The new model, described in a new Nature paper, lays the foundation for a more accurate global measure of carbon storage on land.
In this particular study, the team counted over 1.8 billion trees and shrubs in a 1.3 million km2 area, covering the western-most portion of the Sahara Desert.
The team first prepared their model for training by manually labeling nearly 90,000 individual trees across a variety of terrain. The team then used the GPU-accelerated Blue Waters supercomputer, with TensorFlow and NVIDIA GPUs, to map the crown diameter of a tree, which is width of a tree when viewed from above.
“Mapping non-forest trees at this level of detail would take months or years with traditional analysis methods, compared to a few weeks for this study,” the scientists said. “The use of very high-resolution imagery and powerful artificial intelligence represents a technology breakthrough for mapping and measuring these trees.”
Once trained, the AI model can automatically identify and map trees over large areas in only a few hours. Getting an accurate count of trees in this part of the world provides information to policymakers, conservationists, and researchers, that can aid them during on-the-ground conservation efforts.
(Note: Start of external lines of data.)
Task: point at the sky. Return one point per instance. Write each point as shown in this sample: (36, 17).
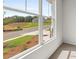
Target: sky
(32, 6)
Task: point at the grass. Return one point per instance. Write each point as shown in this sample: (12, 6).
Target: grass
(16, 42)
(13, 26)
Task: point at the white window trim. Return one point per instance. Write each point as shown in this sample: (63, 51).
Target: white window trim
(41, 42)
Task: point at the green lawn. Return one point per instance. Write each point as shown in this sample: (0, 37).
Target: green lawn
(16, 42)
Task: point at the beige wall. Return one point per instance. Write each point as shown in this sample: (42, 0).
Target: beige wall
(69, 21)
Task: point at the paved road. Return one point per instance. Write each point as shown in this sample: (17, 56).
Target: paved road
(8, 35)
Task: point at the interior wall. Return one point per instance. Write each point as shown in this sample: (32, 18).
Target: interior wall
(69, 21)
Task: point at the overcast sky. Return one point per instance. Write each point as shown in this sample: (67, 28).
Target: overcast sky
(32, 6)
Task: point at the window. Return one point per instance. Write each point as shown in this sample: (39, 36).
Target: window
(20, 32)
(25, 26)
(17, 4)
(47, 21)
(32, 6)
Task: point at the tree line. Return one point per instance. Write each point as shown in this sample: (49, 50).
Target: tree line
(12, 19)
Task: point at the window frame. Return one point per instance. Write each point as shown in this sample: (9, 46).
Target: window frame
(40, 28)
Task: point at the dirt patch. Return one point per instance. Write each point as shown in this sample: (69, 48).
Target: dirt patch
(19, 49)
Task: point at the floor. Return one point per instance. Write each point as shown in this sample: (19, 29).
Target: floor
(65, 51)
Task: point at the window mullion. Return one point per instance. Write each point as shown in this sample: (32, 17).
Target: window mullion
(40, 23)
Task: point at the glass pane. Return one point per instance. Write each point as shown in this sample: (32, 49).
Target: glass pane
(20, 32)
(17, 4)
(47, 21)
(32, 6)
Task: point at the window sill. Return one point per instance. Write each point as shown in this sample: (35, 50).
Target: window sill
(31, 50)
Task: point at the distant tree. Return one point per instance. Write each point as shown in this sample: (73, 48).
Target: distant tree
(28, 19)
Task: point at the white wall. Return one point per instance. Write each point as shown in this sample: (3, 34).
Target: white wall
(49, 48)
(69, 21)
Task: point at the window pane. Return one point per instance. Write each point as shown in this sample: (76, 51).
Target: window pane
(47, 21)
(32, 6)
(18, 4)
(20, 32)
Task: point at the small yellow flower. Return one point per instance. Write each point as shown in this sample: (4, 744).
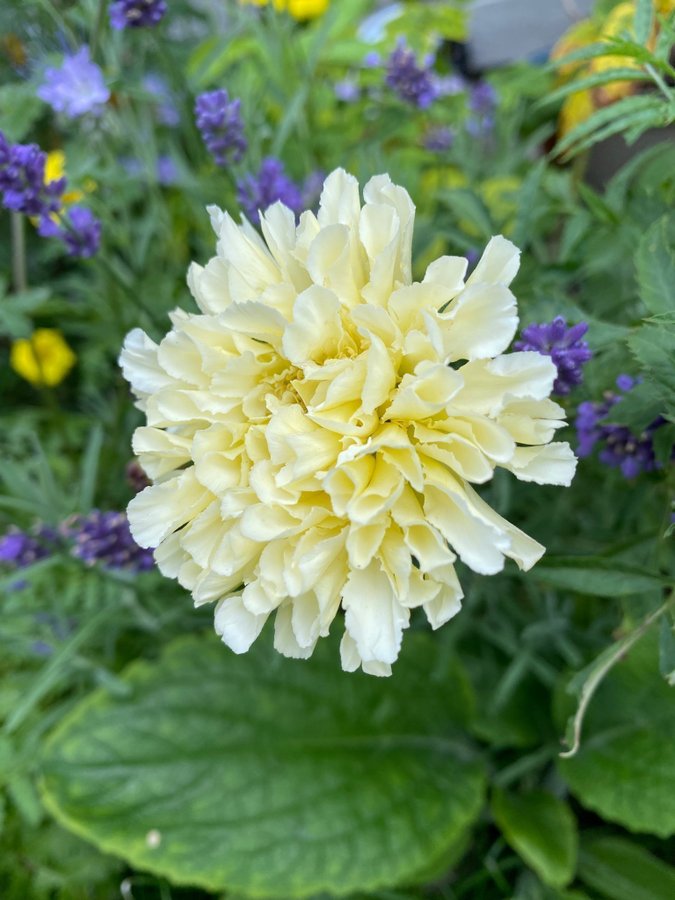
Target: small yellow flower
(301, 10)
(44, 359)
(55, 168)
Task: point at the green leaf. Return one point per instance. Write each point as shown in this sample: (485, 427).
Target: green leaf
(542, 830)
(643, 21)
(597, 577)
(636, 409)
(625, 769)
(622, 870)
(655, 264)
(667, 650)
(273, 777)
(653, 345)
(613, 117)
(19, 109)
(469, 209)
(607, 76)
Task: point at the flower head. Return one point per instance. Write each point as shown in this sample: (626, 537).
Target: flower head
(20, 549)
(81, 232)
(136, 13)
(219, 121)
(44, 359)
(256, 193)
(413, 83)
(565, 347)
(619, 446)
(315, 434)
(103, 538)
(76, 88)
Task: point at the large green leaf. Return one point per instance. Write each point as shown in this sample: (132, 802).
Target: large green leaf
(655, 263)
(621, 870)
(625, 769)
(541, 829)
(272, 777)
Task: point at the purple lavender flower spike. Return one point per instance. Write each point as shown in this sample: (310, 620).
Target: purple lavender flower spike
(438, 140)
(76, 88)
(371, 60)
(136, 13)
(565, 347)
(22, 180)
(412, 83)
(104, 538)
(257, 192)
(219, 121)
(79, 230)
(619, 447)
(482, 104)
(20, 549)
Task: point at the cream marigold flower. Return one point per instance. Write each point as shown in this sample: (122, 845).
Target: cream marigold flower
(315, 434)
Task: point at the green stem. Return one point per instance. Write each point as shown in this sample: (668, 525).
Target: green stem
(98, 27)
(656, 78)
(596, 677)
(19, 278)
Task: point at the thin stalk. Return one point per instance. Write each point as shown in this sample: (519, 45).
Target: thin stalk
(98, 27)
(597, 677)
(19, 277)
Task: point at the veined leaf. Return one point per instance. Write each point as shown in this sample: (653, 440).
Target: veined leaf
(607, 76)
(542, 830)
(655, 264)
(625, 768)
(622, 870)
(596, 577)
(273, 777)
(612, 119)
(644, 20)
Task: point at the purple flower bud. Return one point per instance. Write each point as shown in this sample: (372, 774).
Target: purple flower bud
(565, 347)
(22, 180)
(619, 447)
(257, 192)
(412, 83)
(136, 13)
(20, 549)
(219, 121)
(76, 88)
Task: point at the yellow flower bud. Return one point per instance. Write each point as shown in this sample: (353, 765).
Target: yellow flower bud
(44, 359)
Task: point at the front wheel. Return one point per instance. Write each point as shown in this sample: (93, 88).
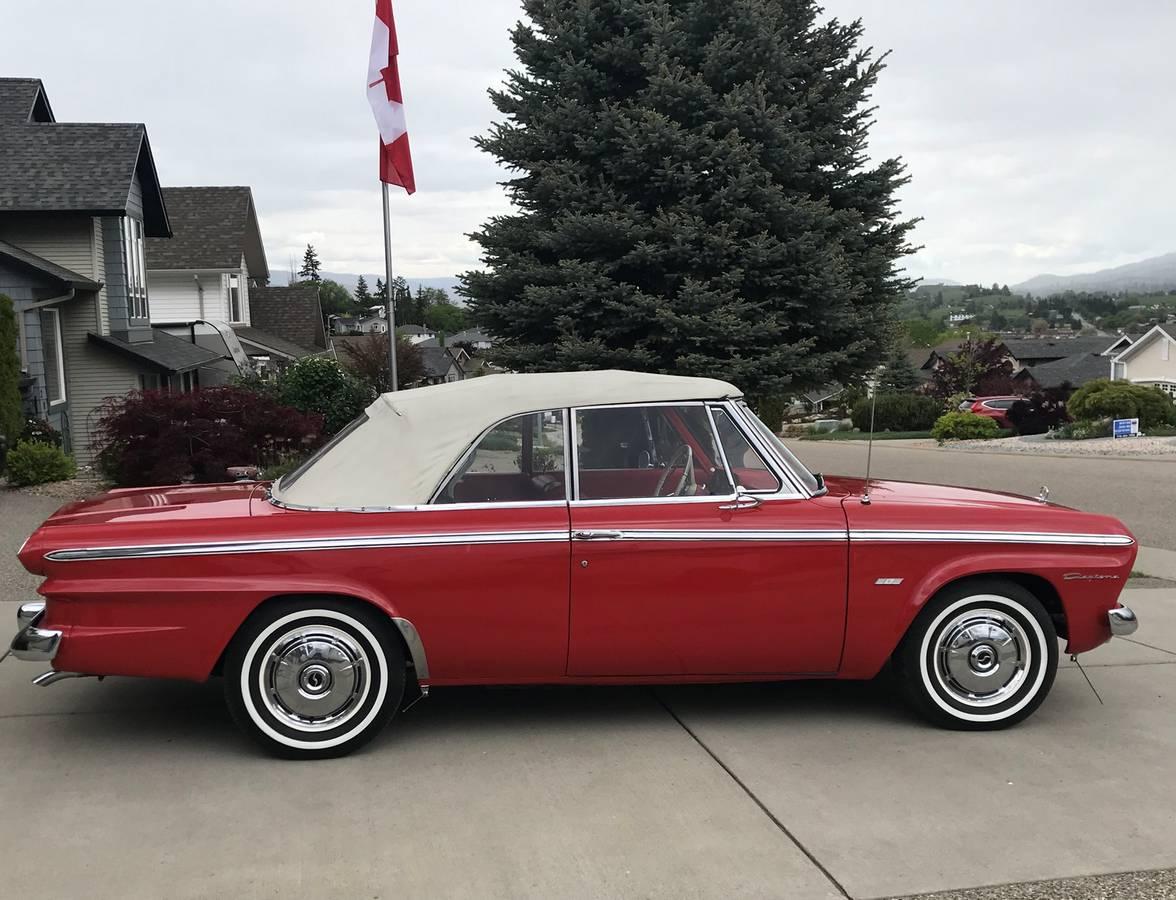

“There are important ecological processes, not only inside, but outside forests too,” said Jesse Meyer, a programmer at NASA Goddard who led the processing on Blue Waters. “For preservation, restoration, climate change, and other purposes, data like these are very important to establish a baseline. In a year or two or ten, the study could be repeated with new data and compared to data from today, to see if efforts to revitalize and reduce deforestation are effective or not. It has quite practical implications.”
The researchers say their next step is to count a much larger area in Africa and to create a global database of all trees growing outside of forest areas.